# For foreigners; what do you need to apply for an MFA?



## Ikea (Jan 10, 2013)

do you need an university BA/BS/BFA degree? 

or just whatever that's in the same level as college in the US?

you're in college between year 18-20 right? so would it make sense to just have the certificate of a school you usually graduate 20 years old in Europe?

//Yes, I'm new on the forum. But looking to apply for a screenwriting program in the US this fall.. and so few schools are offering BFA's so I was wondering if I would be able to apply for an MFA =)


----------



## duders (Jan 10, 2013)

You need at least a 3 or 4 year degree, or its equivalent in your country.

Certificates are not the same as a degree.


----------



## Ikea (Jan 10, 2013)

yeah that's what I thought.. but people on here were talking about finishing college.

I have a degree from what would be called 'college' where I'm from but it's not an university degree (BA/BS)

would that count for an MFA?


----------



## Moira (Jan 11, 2013)

Ikea, you should write to the Admission Office of the School you are applying for (far in advance, as it can take a few weeks until they get back to you).

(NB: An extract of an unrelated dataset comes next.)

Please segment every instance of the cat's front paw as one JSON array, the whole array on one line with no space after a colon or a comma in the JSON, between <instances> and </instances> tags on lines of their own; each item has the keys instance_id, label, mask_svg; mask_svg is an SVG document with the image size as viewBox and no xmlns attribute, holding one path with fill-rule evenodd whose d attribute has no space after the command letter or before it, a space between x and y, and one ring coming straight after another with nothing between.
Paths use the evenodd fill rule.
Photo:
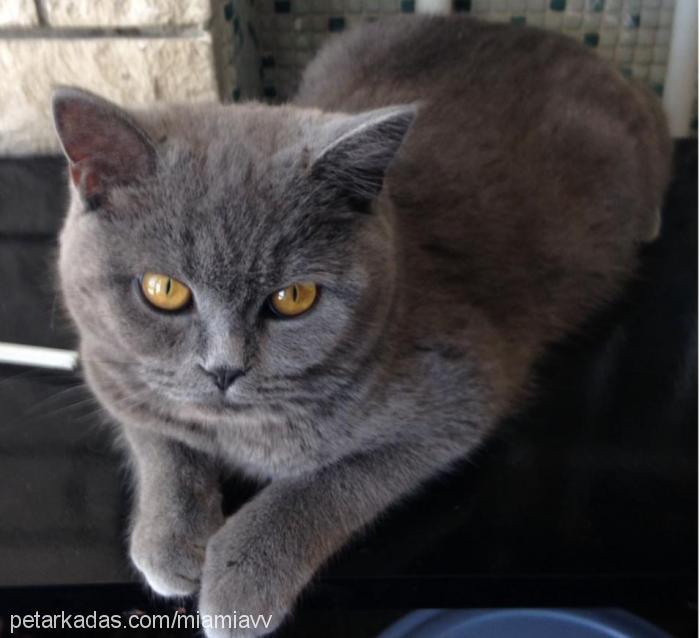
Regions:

Look it up on their websites or ask what they require. I also have a BA from Germany and on the websites, they had stated different requirements. Mostly, they want you to have an equivalent of a U.S. degree from a regionally accredited institution (and sometimes even they can't evaluate if you are eligible). If they are not sure if they will accept yours (as in my case), then you can get an evaluation from the WES (world education service) - which I did, just to be sure. It is costly, but I think it pays off. I chose a course-by-course evaluation (that one of the colleges I applied for demanded), so I have an official document now that confirms I have a U.S. equivalent degree. And they can understand my grades, because they translate your foreign grading scale into the U.S. scale. Good luck!


----------



## Ikea (Jan 11, 2013)

thank you very much for the reply Moira!

were you eligible because of your BA or something else entirely?


----------



## Moira (Jan 11, 2013)

Hey Ikea,

I was only eligible because of my BA. But some of the programs stated on their websites that they want a MA or Diploma for a graduate program, which is ridiculous. Only because the German Bachelor takes three years (in my case 3,5 years) and the U.S. degree takes four. But the WES said it is the equivalent of a bachelor's degree (which the U.S. universitys apparently didn't realize). But I am not sure about certificates, either.


----------



## Ikea (Jan 11, 2013)

Yikes!

that sounds strict.. thanks for the info!


----------